Diese Art des Singens lässt sich natürlich auf fast alle Lieder anwenden. Besonders geeignet sind Lieder, die etwas länger sind und einen gleichmäßigen Rhythmus haben, z.B. der Adventsklassiker “Macht hoch die Tür, die Tor macht weit”.
EG 184 – Wir glauben Gott im höchsten Thron – Credo-Lied
Dieses Lied hat ein Reimschema, das auch andere Lieder in unserem Gesangbuch verwenden. Es kann als Grundlage für ein abwechslungsreiches Singen dienen. Die einzelnen Strophen werden auf unterschiedliche Melodien gesungen. Zwischen den Strophen gibt es jeweils eine kurze Intonation zur neuen Melodie. Wenn man will, kann man hier auch eine einfache Doppelchörigkeit durch zwei musikalische Klänge einbauen, z.B. den Posaunenchor für die Liedbegleitung und die Orgel für die Intonation der neuen Melodie.
Eine Aufteilung der Strophen könnte z. B. so aussehen:
- Strophe 1 – klassische Melodie wie im Gesangbuch
- Strophe 2 – nach der Melodie “O Heiland, reiß die Himmel auf”

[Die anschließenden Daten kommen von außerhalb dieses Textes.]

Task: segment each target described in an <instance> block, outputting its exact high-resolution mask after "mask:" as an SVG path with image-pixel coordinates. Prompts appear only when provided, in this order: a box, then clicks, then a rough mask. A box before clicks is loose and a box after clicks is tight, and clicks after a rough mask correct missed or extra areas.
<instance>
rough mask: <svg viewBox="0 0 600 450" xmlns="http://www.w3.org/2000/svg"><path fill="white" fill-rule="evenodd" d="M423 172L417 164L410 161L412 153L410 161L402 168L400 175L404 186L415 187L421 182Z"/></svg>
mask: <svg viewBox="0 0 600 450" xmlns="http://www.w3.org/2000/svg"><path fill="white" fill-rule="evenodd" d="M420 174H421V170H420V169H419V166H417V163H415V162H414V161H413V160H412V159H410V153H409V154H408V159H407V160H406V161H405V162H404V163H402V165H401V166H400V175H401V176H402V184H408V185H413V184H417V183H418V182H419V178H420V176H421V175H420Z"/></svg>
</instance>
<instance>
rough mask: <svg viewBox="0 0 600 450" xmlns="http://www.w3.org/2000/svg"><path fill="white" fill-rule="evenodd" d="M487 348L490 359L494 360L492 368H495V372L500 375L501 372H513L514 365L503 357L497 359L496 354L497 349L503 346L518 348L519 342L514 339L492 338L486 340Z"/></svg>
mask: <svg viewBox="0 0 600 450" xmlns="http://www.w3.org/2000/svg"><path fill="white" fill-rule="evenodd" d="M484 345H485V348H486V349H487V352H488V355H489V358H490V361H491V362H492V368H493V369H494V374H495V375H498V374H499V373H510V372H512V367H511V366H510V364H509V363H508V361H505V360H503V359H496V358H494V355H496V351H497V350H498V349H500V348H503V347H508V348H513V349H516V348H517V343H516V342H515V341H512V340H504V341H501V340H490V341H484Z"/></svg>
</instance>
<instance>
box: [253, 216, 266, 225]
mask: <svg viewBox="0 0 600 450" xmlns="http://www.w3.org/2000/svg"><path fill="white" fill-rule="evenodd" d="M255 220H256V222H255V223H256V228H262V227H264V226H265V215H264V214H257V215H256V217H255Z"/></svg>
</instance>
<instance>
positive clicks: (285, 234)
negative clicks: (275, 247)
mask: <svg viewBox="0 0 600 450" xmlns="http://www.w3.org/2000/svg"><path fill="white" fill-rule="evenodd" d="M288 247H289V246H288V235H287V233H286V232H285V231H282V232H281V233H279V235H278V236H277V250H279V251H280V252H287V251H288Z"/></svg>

- Strophe 3 – nach der Melodie “Vom Himmel hoch, da komm ich her”
- Strophe 4 – nach der Melodie “Erschienen ist der herrlich Tag” (das vertonte Halleluja am Ende würde ich mitsingen lassen da es den Sinn der vierten Strophe gut ergänzt)
- Strophe 5 – klassische Melodie wie im Gesangbuch
Es lohnt sich Doppelchörigkeit zu entdecken!
Lust etwas auszuprobieren? Ich würde mich sehr freuen. Und dann geht es euch so wie mir nach dem Besuch des Kirchenmusikkongresses. Wir haben mit den alten mehrchörigen Werken tolle Musik, die sich für die Praxis sehr gut eignet. Wir müssen sie nur nutzen. Oder wir nutzen die Ideen, die in dieser Musik stecken und übertragen sie zum Beispiel auf unsere heutigen Lieder.